We were very disappointed to witness the recent press campaign from Wandsworth Council, which sought to undermine our proposed initiative to create a pooled London pension fund by attacking the London Pension Fund Authority's investment record.
Not only did Wandsworth's arguments miss the point, but they also relied on a disingenuous presentation of the data (PP Online, 15 March - www.professionalpensions.com/2255157 and www.professionalpensions.com/2255151).

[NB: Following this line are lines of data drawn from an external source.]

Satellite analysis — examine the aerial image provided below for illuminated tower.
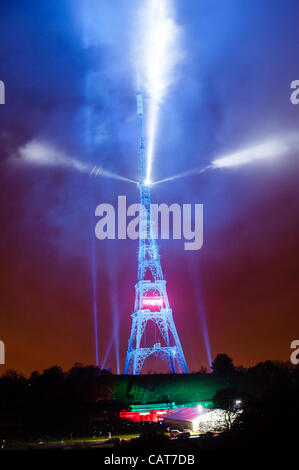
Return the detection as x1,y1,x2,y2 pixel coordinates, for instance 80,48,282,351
124,92,188,374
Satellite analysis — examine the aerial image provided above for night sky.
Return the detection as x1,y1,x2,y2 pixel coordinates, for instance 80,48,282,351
0,0,299,374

First, the LPFA's proposal is not based on a comparison of the performance of smaller funds with that of the LPFA, but is in fact concerned with the benefits of a larger fund across London. There is compelling evidence to suggest that larger funds are much more cost effective than smaller funds. A report published in October 2012 by PwC, for example, highlighted potential savings of £120m per annum across London's £24bn combined pension funds. This works out as an annual saving of £359 for every single household in the capital.
Other advantages of larger funds, identified by the Centre for Policy Studies, include: the ability to harvest economies of scale and exercise leverage on investment price; the ability to afford the in-house expertise needed to analyse and research the increasingly complex range of available investments, and identify the better performing funds; and the ability to take advantage of co-investment opportunities, reducing fees.
In addition, larger funds have lower administration costs. According to CPS research fellow Michael Johnson, a scheme with more than 50,000 members costs just £15-£30 per member, compared with £200 for a scheme with fewer than 1,000 members. Many other studies, worldwide, corroborate this argument.
The LPFA's contention is that larger funds perform better because they have access to better expertise and better liability management and liability hedging tools that smaller funds do not. Also, larger funds are able to invest at scale in funds that take advantage of illiquidity premia such as infrastructure, private equity and housing. These asset classes also match our liability profile well.
Wandsworth stated that it would be "nearly £100m worse off" if its pension fund had been invested with the LPFA over the last three years. Wandsworth's three-year performance is strong because the fund is predominantly invested in equities, which have performed well during that period but it is nothing more than a moment-in-time snapshot.
Invested over longer, more indicative time horizons, Wandsworth's performance compares poorly with that of the LPFA. Over ten years, Wandsworth would be £50m better off under the LPFA (the LPFA Pensioner Fund has returned 6.7%, compared with Wandsworth's 6.1%), and over five years it would be £110m better off (LPFA: 7.3%; Wandsworth: 4.7%). The investment returns comparison by Wandsworth also avoids any discussion of risk and liabilities; in other words it looks at only half the picture.
We are not suggesting an LPFA takeover, nor are we trying to impose the LPFA's strategy on to other funds. We are proposing a more cost-effective solution for all 34 funds in order to achieve better value for money for London's taxpayers. This is something all funds should be in favour of and something that recession-weary taxpayers are crying out for.